Жолобов был пьян, настырен – его не унять.
– Слышь, князь, – снова налип на Юсупова, – на месте лобном, случись только перемена знатная, не только немцам, но и всем нашим головы рубить будем. И всех, кто орал тут за самодержавие, изведем под корень. С тебя и начнем! Такой лес на Руси повалим, что голо-пусто останется…
Из узких щелок старика татарина потекли слезы мутные.
– Погоди, Алешка, топором махаться, – ответил сенатор. – Что за жисть такая проклятая? Куды ни придешь, везде топором машут. Эвон, Татищев! Знаешь ли? Если б не Анна, верховные ему давно голову отрубили…
– Это он сам на себя клепает, – вступился Булгаков. – Чтобы милостей у двора загрести поболе. Под топор-то этот он тышши дворов заимел… Одначе немцы его не жалуют!
– Верно, не жалуют! Почему бы? Да он их до монетного дела не допущает, хоть кол ему на голове теши. Воровать одному всегда удобнее, нежели в компании…

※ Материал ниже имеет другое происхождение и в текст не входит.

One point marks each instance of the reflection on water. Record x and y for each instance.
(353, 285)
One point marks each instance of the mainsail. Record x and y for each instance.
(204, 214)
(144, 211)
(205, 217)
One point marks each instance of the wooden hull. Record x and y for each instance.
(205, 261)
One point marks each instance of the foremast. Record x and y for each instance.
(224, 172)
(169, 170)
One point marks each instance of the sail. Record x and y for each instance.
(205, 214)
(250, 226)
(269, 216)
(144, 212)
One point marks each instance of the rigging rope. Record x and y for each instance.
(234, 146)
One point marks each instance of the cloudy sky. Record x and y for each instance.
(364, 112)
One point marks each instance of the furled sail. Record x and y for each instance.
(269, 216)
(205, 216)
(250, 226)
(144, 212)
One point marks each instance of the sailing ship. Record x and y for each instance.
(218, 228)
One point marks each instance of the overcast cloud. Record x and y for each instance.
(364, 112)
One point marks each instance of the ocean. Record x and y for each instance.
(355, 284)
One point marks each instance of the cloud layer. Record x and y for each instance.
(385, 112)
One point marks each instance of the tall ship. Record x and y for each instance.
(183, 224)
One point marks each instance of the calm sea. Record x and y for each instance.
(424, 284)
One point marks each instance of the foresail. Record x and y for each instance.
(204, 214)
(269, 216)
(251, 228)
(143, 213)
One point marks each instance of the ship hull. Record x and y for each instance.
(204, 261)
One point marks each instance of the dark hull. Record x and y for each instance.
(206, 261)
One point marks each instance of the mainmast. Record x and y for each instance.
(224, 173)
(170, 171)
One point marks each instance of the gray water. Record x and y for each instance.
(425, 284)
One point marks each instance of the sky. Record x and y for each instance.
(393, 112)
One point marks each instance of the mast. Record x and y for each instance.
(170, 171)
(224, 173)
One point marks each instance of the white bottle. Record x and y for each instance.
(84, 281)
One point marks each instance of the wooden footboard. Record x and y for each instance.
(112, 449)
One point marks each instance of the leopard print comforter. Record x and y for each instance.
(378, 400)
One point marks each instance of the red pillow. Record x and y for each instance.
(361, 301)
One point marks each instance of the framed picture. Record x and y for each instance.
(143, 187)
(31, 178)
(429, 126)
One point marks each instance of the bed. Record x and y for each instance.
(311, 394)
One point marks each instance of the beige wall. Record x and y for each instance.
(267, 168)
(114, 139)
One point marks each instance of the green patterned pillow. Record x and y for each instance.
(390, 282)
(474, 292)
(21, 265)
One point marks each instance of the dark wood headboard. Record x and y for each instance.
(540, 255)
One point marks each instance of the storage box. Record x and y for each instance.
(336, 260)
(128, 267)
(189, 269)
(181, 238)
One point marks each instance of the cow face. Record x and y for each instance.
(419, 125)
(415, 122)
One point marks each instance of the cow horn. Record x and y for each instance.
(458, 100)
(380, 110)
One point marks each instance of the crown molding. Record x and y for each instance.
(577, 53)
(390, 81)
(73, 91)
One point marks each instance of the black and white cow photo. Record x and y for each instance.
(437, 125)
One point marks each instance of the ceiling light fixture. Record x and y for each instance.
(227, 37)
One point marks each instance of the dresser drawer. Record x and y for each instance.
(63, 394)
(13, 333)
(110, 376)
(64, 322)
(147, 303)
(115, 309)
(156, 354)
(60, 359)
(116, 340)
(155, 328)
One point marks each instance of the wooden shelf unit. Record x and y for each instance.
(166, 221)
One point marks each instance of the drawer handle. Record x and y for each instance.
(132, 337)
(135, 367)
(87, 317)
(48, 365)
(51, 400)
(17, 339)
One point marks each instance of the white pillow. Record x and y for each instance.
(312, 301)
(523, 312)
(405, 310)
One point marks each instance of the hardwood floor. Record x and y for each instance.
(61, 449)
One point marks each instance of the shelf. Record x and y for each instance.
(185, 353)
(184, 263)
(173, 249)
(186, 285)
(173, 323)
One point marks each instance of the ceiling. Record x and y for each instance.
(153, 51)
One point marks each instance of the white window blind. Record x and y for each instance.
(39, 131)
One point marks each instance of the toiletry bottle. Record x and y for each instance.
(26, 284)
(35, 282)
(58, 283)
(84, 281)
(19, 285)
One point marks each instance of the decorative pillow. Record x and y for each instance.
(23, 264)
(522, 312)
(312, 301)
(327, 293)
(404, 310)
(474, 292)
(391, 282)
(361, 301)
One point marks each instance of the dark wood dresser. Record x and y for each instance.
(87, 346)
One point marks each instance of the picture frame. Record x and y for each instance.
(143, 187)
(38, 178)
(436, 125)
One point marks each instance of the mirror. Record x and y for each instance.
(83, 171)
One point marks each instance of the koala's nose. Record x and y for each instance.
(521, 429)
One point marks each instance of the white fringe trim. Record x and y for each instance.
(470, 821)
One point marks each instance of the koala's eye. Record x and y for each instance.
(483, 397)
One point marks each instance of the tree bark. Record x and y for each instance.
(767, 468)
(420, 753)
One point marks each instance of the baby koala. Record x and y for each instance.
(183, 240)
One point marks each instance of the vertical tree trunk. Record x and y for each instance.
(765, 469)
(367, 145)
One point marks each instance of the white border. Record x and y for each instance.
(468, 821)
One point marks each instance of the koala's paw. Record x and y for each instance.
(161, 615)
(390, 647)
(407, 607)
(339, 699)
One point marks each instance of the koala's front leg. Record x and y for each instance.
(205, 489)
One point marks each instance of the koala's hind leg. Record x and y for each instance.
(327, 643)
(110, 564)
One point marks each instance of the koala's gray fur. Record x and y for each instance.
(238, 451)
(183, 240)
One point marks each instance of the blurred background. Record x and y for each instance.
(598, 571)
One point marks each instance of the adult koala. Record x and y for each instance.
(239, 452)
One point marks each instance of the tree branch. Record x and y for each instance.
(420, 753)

Грохнули двери с разлету, и вскочили все разом. Старые и молодые. Качнулись свечи в шандалах. А в растворе дверей – пьяная – стояла цесаревна Елизавета Петровна, а за нею две головы еще торчали – Жано Лестока и сержанта Шубина, тоже веселы были!
– По-за углам прячетесь? – взвизгнула Елизавета, качнувшись от притолоки. – Храбры все стали… Жаль, что не меня на престол посадили. Я бы немецкий навоз поганой лопатой за рубежи выгребла. Еще пожалеете, что не меня…
Тут Степан Лопухин (на правах сородича) подскочил. Ладонью грубо рот цесаревне захлопнул. И повалил Елизавету назад – на руки друзей ее.
– Везите! – велел. – В слободу Александрову. И по Москве не болтайтесь… Смутно стало.
Повернулся к гостям. От страха даже вспотел:
– А мы разве что слышали? Нет… Расходись по домам.
Домой придя, Юсупов ботфорты скинул, босиком прошел к себе. Пол чистый, прохладный – хорошо ногам, как в степи утренней… Вина налил в чашку и, свечу придвинув, долго вилкою ковырял он печатку перстня. Еще фамильного – еще от хана Едигея!
Но ковырять сослепу надоело, бросил перстень в вино – и так растворится. Сыновей перед вечной разлукой будить не желал, только дочь покликал.
– Сюйда пусть придет, – сказал старик по-татарски…
И вошла Сюйда (во крещении княжна Прасковья Григорьевна). Сама она в шальварах, блестел от пота голый живот. Поверх девичьих плеч супервест накинут. На волосах черных – чепец голландский. Тонкая, худая, злющая! А глаза из-под сабель-бровей глядят на отца – вдумчивые, проницательные…
– Сыновья мои, – сказал Юсупов, – те – как трава: нагни и лягут. А ты, Сюйда, словно ногайка, – тебя не сломать!
– К чему это, отец мой? – спросила княжна по-французски.